[
https://issues.apache.org/jira/browse/PIG-2443?page=com.atlassian.jira.plugin.system.issuetabpanels:comment-tabpanel&focusedCommentId=13174502#comment-13174502
]
Prashant Kommireddi commented on PIG-2443:
------------------------------------------
1. IsNumeric does not check for Long/Double range at all. Its simply a check to
verify whether a String contains ONLY digits or not. The reason to implement
this is to give users the ability to make a check for numeric"ness", and not
necessarily to cast it back to a data type.
Example: At my previous company we stored item listings as a Numeric value.
These Item Listing IDs could go well beyond the range of Long/Double. If I try
to check for numeric"ness" based on a certain data type (long, double) it would
fail.
The reason I implemented this is currently I use it to only SPLIT based on
numeric"ness" in the log files. Once I have determined the SPLIT I do not cast
it to a particular data type. And the field on which I call isNumeric can be
arbitrary in length.
2. Good point again, I do not expect a huge gain but Regex match will in most
cases be slightly faster than parseDouble.

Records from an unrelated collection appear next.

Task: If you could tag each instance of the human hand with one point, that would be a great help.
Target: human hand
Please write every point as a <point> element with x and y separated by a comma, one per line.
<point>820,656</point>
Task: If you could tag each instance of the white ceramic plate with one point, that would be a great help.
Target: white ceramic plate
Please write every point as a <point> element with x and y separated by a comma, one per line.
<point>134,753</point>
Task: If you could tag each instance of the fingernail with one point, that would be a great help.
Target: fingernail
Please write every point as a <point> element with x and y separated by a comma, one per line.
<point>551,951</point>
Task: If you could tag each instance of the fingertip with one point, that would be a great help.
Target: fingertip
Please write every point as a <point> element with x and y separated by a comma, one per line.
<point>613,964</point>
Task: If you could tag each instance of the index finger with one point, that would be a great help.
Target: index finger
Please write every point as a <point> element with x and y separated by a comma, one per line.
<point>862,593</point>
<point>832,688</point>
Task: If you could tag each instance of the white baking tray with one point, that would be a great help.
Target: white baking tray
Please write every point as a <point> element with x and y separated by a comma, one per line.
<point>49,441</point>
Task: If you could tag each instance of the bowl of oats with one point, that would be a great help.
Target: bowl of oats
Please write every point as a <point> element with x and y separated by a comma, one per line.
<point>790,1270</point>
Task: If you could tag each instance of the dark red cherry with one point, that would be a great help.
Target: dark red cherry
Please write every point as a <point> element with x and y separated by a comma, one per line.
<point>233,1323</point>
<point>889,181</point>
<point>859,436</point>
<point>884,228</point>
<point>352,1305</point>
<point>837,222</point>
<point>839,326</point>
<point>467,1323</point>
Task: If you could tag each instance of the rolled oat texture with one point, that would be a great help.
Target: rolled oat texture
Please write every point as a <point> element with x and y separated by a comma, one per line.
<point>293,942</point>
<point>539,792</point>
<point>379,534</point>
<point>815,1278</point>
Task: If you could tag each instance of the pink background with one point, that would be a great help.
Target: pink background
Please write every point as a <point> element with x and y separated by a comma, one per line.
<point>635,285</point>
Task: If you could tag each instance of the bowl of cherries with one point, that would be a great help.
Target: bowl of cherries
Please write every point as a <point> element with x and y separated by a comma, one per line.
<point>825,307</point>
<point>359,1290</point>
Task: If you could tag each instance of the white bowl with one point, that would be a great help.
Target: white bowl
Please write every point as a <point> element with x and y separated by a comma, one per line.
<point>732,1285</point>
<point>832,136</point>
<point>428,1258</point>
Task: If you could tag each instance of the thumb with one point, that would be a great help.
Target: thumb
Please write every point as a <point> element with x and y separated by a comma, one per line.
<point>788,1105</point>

Just to reiterate, the primary goal
of implementing IsNumeric is not performance.
I think isNumeric is a nice to have UDF. But if it sounds like it would confuse
users more than its worth, we could just stick to isInt/IsLong etc.
> [Piggybank] Add UDFs to check if a String is an Integer And if a String is
> Numeric
> ----------------------------------------------------------------------------------
>
> Key: PIG-2443
> URL: https://issues.apache.org/jira/browse/PIG-2443
> Project: Pig
> Issue Type: New Feature
> Components: piggybank
> Reporter: Prashant Kommireddi
> Assignee: Prashant Kommireddi
> Attachments: isIntNumeric.patch, isIntNumeric.patch
>
>
> UDF that could be used to check if a String is numeric (or an Integer).
> Several tools such as Splunk, AbInitio have this UDF built-in and companies
> making an effort to move to Hadoop/Pig could use this.
> Use Case:
> In raw logs there are certain filters/conditions applied based on whether a
> particular field/value is numeric or not. For eg, SPLIT A INTO CATEGORY1 IF
> IsInt($0), CATEGORY2 IF !IsInt($0);
--
This message is automatically generated by JIRA.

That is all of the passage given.